Hegemonya Hegemonik bir eklemlenmenin iki koşulu, antagonist güçlerin varlığı ve bunları ayıran karasızlığıdır. Bir pratiği hegemonik diye tanımlayabilmemizi sağlayan zemini oluşturan şey sadece, geniş bir gezici öğeler alanının varlığı ve bu öğelerin karşıt kamplara eklemlenmelerinin olanaklı olmasıdır. Eşdeğerlik ve sınırlar olmadan, hegemonyadan tam olarak söz etmek olanaksızdır. Her ‘toplum’, kendi kendisini bölerek, yani onu bozan her türlü anlam fazlalığını kendi dışına atarak, kendi rasyonellik ve anlaşılabilirlik biçimlerini oluşturur.
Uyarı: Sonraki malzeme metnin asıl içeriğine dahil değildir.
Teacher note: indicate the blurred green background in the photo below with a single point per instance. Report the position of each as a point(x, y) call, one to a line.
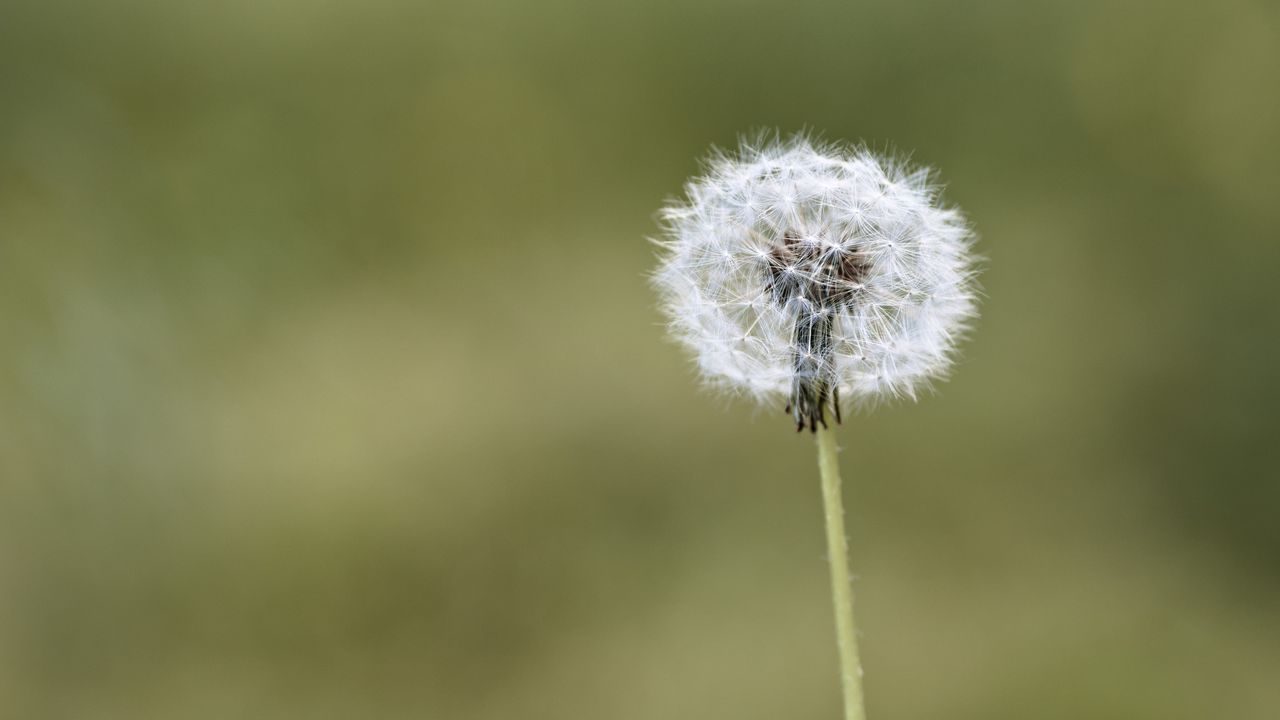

Hegemonya Hegemonya toplumsalın bir topografyası içindeki belirlenebilir bir yer değil, bütünüyle bir politik ilişki tipi, bir bakıma, politikanın bir biçimidir. Verili bir toplumsal formasyonda çeşitli hegemonik düğüm noktaları bulunabilir. Elbette bunların bazıları çok fazla üstbelirlenlenmiş olabilirler: Birçok toplumsal ilişkinin yoğunlaşma noktasını oluşturabilirler. Fakat toplumsalın bir merkezi olduğu şeklindeki basit fikrin hiçbir anlamı yoktur.
Hegemonya Hiçbir toplumsal kimliğin asla tam olarak kazanılmadığı sonucuna varıyoruz. Bu olgu, eklemleyici-hegemonik momentin ne ölçüde merkezi olduğunu tam olarak göstermektedir. Hiçbir hegemonik mantık toplumsalın tamamını açıklayamaz ve onun merkezini oluşturamaz, çünkü o takdirde yeni bir dikiş üretilmiş ve hegemonya kavramınınkendisi ortadan kalkmış olurdu. Dolayısıyla, toplumsalın açıklığı her hegemonik pratiğin ön koşuludur.
Hegemonya Toplumsalın alanına negatiflik olgusunu sokanın eşdeğerlik mantığı olduğunu biliyoruz. Bu, bir formasyonun kendisini anlamlandırmayı (yani kendisini olduğu haliyle oluşturmayı) ancak sınırlılıkları (limits) sınırlara (frontiers) dönüştürerek, kendi ötesindeki şeyi kendisinin olmadığı şey olarak kuran bir eşdeğerlikler zinciri oluşturarak başarabileceği anlamına gelir. Bir formasyon kendisini ancak negatiflik, bölünme ve antagonizma yoluyla bütünleştirici bir ufuk olarak oluşturabilir.